La commission Justice du Congrès a approuvé le rapport mercredi avec 31 voix pour, cinq contre et une abstention, en intégrant des amendements du PP qui augmentent les peines. Les principaux changements incluent de un à trois ans de prison pour les vols de dispositifs mobiles ou d’électronique, et une possible peine de prison si un récidiviste a des antécédents pour trois vols totalisant au moins 400 euros de valeur.

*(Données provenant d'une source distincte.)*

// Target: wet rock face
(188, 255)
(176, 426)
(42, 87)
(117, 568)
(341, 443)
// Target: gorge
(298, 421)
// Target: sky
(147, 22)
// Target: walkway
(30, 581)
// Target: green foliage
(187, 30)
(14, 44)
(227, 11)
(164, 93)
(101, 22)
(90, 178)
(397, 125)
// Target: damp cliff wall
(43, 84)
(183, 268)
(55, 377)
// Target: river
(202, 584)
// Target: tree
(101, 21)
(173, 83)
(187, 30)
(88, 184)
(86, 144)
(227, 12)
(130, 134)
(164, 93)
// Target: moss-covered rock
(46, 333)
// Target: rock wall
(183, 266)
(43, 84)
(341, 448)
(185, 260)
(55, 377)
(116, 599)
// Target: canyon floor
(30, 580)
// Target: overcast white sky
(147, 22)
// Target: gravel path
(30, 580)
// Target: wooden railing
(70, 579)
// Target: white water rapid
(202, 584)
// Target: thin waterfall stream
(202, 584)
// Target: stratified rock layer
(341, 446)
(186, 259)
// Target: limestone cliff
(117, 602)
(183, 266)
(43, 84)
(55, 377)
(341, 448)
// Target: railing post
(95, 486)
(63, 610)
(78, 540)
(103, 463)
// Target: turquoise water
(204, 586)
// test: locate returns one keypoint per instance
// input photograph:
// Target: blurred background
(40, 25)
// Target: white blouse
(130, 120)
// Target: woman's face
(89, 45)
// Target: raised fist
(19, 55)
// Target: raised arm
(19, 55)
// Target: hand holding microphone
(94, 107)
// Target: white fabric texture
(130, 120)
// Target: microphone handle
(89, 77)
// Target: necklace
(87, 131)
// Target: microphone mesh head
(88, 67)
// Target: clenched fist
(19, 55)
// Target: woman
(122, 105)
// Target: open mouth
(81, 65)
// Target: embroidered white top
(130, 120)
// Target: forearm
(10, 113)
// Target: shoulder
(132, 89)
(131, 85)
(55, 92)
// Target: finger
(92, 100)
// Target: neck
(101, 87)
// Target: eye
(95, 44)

Elle permet également des ordonnances de protection préventives pendant les enquêtes pour protéger les victimes ou prévenir la récidive, applicables à des quartiers, des municipalités ou des régions entières.
Cette loi figurait parmi les exigences de Junts concernant les « violations » du gouvernement espagnol, incitant Carles Puigdemont à retirer son soutien parlementaire. Ce n’est qu’en affrontant un effondrement législatif que le PSOE a débloqué le projet, acceptant quatre amendements durcissant la semaine dernière pour assurer la majorité.
Cette manœuvre tend les relations avec les alliés de gauche : Sumar accuse le PSOE d’adopter le cadre punitif de la droite, tandis que Podemos la qualifie de « populisme » aidant Vox sur les questions xénophobes. EH Bildu s’y oppose, et ERC, bien que critique, reconnaît l’inquiétude publique face à ces crimes. Les données des Mossos d’Esquadra soulignent le besoin : à Barcelone, 283 multirécidivistes ont accumulé 2 270 arrestations pour 5 602 délits en 2022, les cinq principaux ayant été arrêtés 117 fois et cumulant 178 antécédents.
L’étape suivante est le vote en séance plénière, prévu après Noël, peut-être en février.